22 Mart 2015 Pazar

Kahve

Sabaha kadar uyumamışım yine. Sabah ezanının okunmasıyla birlikte mahelledeki kahvenin yolunu tuttum.
Mahalle kahveleri ve fındık sobaları. Sen bilmezsin. Nereden bileceksin. Elimde sigara, çayın demlenmiş olmasını umarak yürüyordum kahveye doğru. İçerisi ısınmış anladım cama bakınca, Hüseyin Abi hala sobayla uğraşıyor. İçeri girip selamımı verdim fakat hemen dışarı çıkmak zorunda kaldım.
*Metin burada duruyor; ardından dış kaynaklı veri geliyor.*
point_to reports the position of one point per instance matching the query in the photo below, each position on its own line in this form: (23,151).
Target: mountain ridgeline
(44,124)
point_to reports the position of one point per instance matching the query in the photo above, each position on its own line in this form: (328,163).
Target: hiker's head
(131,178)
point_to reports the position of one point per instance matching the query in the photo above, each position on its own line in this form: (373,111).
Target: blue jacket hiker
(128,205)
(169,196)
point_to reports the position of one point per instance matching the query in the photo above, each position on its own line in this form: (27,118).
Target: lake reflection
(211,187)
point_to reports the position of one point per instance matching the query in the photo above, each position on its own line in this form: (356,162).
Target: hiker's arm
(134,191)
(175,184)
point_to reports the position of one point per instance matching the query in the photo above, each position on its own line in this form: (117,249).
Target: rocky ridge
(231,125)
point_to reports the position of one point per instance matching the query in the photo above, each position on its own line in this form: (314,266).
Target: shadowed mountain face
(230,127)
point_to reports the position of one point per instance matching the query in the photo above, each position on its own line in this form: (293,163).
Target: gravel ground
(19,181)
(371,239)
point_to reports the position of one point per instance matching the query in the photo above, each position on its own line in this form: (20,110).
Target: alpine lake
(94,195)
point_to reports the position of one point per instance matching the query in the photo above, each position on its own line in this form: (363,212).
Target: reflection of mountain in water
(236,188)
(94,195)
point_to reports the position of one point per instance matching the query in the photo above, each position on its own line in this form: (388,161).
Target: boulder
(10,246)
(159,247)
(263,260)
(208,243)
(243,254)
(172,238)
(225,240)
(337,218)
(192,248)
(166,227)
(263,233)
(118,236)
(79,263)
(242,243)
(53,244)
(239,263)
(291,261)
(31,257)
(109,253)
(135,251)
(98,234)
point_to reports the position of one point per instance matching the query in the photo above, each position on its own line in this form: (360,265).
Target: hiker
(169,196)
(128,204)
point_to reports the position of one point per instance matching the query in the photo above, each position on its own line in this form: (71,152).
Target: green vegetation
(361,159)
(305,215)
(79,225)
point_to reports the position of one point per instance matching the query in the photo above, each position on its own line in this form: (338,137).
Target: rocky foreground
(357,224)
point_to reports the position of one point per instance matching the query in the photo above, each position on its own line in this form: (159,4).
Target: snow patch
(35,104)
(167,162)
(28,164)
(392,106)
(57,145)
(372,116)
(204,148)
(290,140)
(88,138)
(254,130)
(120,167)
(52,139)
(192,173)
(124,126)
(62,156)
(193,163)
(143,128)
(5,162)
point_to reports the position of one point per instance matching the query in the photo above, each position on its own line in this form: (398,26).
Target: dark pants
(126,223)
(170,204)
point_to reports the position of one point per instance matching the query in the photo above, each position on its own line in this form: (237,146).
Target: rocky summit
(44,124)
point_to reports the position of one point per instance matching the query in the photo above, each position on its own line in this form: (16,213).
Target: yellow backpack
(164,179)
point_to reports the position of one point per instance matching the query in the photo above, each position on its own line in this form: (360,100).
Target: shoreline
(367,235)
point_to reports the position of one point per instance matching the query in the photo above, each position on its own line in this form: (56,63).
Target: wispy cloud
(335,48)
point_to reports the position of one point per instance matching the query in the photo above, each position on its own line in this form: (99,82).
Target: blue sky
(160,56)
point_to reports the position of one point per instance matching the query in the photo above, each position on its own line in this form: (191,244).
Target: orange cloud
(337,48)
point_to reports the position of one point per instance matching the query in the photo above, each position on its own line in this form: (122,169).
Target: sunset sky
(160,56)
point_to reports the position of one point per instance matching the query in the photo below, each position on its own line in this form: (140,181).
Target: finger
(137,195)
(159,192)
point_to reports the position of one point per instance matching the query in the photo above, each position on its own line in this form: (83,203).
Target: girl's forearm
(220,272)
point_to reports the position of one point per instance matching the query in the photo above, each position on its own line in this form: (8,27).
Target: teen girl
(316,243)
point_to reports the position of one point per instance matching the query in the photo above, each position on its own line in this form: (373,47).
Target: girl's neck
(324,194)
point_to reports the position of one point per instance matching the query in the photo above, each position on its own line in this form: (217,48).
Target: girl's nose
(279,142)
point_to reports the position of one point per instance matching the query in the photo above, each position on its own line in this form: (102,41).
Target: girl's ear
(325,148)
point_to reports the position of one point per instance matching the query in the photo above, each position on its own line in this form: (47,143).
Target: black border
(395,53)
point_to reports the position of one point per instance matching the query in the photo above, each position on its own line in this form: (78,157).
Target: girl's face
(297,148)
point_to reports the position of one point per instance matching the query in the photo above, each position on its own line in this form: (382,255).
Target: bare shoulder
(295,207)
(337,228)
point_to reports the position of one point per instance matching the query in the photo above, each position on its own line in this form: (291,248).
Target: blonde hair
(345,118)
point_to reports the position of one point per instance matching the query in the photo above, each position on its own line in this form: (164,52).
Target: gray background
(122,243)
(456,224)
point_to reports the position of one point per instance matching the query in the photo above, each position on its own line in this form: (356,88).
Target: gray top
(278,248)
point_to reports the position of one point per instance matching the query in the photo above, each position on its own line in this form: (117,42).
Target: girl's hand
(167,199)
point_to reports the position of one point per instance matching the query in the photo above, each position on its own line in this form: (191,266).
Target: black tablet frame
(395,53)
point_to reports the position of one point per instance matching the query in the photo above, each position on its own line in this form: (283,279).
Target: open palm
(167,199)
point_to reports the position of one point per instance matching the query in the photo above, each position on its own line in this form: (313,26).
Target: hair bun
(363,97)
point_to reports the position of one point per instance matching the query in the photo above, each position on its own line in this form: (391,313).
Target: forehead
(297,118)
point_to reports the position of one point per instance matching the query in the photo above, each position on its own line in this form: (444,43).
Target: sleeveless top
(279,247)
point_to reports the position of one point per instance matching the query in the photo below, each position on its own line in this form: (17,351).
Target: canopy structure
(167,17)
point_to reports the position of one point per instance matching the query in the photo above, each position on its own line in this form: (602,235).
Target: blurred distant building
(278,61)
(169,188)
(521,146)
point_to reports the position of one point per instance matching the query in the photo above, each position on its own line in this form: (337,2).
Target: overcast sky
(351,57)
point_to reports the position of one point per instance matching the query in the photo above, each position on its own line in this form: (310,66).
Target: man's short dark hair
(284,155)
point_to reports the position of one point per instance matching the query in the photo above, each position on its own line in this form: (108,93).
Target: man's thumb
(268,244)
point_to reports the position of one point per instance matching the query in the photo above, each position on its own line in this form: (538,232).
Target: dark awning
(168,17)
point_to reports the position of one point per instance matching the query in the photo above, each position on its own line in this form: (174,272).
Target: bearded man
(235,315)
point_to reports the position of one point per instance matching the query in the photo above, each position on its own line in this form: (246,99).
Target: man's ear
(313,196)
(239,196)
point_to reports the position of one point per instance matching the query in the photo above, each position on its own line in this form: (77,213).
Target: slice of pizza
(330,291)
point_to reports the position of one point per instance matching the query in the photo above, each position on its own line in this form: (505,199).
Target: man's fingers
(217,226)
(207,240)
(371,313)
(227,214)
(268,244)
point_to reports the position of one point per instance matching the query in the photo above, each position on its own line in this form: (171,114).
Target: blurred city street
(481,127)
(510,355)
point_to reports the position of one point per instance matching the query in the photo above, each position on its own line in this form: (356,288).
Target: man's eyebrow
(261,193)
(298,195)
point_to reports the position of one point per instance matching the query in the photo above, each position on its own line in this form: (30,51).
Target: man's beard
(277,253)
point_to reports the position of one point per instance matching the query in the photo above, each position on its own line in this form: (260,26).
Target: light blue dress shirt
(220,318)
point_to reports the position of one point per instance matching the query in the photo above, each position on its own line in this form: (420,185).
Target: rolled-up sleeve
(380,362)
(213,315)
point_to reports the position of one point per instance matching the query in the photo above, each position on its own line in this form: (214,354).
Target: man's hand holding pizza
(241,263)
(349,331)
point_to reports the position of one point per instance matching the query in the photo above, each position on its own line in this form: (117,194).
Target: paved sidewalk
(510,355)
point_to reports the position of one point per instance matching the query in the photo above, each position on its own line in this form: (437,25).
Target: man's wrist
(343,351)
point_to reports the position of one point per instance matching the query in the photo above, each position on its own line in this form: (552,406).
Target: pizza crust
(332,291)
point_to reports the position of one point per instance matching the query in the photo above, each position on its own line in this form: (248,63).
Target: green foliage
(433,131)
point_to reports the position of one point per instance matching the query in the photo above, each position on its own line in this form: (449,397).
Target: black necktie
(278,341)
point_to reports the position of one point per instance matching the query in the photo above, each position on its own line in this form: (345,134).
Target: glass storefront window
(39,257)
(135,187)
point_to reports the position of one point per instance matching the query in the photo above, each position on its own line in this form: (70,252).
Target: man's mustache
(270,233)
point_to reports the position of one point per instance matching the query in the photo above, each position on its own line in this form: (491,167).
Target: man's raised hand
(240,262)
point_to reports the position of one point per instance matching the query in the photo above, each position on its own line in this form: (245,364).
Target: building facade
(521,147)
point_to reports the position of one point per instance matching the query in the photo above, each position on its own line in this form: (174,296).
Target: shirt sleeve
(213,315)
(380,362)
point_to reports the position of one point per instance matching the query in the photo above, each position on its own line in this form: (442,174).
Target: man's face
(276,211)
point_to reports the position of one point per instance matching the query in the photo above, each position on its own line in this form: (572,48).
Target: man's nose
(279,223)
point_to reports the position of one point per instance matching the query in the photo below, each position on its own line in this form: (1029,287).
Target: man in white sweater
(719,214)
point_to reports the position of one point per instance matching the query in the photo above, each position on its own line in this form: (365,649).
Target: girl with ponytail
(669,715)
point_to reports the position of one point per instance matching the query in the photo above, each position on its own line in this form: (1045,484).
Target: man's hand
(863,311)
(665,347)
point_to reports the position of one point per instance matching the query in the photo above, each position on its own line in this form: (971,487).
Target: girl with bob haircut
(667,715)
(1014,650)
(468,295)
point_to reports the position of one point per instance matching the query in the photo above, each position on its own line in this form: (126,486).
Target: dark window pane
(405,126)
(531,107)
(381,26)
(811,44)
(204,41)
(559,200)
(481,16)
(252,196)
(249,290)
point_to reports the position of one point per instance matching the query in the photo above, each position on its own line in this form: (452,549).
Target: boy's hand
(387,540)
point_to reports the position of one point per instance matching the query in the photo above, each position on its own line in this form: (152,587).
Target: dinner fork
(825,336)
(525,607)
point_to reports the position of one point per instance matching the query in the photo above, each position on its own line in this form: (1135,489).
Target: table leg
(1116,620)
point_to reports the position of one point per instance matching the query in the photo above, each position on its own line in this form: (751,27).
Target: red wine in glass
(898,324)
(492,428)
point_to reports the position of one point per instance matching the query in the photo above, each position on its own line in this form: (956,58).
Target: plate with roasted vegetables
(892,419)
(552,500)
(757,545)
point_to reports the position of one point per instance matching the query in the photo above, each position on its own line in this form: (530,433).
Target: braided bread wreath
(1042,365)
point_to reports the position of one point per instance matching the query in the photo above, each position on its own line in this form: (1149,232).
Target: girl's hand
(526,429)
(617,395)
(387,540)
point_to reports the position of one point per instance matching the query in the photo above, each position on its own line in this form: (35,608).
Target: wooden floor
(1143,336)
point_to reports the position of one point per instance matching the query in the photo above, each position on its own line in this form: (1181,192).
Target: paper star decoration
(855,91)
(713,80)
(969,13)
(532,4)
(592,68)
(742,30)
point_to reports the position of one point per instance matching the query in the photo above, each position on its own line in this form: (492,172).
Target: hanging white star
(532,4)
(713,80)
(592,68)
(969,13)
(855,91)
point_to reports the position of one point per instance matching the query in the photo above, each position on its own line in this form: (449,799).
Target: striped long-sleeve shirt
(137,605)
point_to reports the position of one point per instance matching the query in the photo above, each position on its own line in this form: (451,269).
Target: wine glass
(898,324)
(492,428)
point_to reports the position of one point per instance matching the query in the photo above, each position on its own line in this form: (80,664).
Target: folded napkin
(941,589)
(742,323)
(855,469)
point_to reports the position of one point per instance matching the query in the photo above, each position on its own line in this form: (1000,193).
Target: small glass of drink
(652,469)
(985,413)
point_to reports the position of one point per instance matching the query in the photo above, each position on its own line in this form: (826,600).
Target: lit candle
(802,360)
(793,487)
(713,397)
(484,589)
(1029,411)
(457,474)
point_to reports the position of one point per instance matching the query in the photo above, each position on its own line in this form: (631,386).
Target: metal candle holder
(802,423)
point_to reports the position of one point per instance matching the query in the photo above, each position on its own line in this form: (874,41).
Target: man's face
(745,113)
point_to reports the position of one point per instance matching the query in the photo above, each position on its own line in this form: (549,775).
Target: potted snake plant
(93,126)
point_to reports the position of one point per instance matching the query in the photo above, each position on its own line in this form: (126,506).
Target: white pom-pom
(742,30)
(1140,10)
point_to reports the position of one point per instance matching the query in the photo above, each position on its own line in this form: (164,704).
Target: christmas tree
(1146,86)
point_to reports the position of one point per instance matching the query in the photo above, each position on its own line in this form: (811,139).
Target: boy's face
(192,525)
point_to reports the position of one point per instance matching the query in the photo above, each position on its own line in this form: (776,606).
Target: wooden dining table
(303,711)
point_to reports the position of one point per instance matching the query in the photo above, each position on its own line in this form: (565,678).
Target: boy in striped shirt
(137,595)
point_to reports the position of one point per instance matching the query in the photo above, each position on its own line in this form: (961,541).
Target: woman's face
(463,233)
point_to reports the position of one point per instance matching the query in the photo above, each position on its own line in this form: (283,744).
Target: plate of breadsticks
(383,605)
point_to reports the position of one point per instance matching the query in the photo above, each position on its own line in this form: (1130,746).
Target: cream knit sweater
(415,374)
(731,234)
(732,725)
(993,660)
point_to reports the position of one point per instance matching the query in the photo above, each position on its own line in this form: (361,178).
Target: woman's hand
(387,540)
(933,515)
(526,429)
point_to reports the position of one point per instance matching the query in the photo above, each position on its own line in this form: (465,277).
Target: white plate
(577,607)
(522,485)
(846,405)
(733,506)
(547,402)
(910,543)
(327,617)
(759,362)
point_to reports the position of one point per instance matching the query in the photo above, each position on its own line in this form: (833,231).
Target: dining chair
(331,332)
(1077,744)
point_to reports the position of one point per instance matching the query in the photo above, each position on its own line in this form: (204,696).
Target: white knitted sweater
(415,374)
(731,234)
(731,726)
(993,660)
Elimde sigara ile giremiyormuşum. Adam da haklı daha geçen gün yedi cezayı. Ekmeğine mani olmayalım. Dışarı oturdum. Ayak baş parmaklarımı hissetmiyordum. Ama bu sigarayı içmeden de olmuyor be güzelim. Elimdeki sönmeden yeni bir tane yakıyorum. “Hüseyin Abi, çay, duble!” diyorum. Çay tabağına zor sığan bir su bardağı ağzına kadar dolu şekilde geliyor. Yanında üç küp şeker. Demi daha oturmamış. Ağzına geliyor sürekli. İnceden tükürüyorsun. Yakınmıyorsun ama. Sıcak. Tadı da güzel. “Otur abi sigara ısmarlayayım” diyorum. Oturuyor. İki dal kalmış paketimi uzatıyorum. Yüzüme bakıyor. Cebimden açılmamış bir tane çıkarınca alıyor son iki daldan birini. Diğerini de ben yakıyorum. Bir sigara daha. “Ne oldu be abim yine aynı sevda mı?” diyor. Benden daha çok üzülmüş bir halde. Gençliğimi verdiğimi gördü, şahit oldu. Sabah açarken. Gece kapatırken. Bayramlarda boş olduğunda. Kimsenin dışarı çıkmaya yeltenmediği havalarda o kahvedeydim ben. Sen’li anılarımla. Aynı sevda dediği “Sen” oluyorsun. Ama “Sen” öldün artık.
“Yok abi, yeni bir sevda. Daha da yorucu.”
“Olsun evladım, bizde çay bitmez. Hadi üşüme artık. Sevdaya az ara ver.”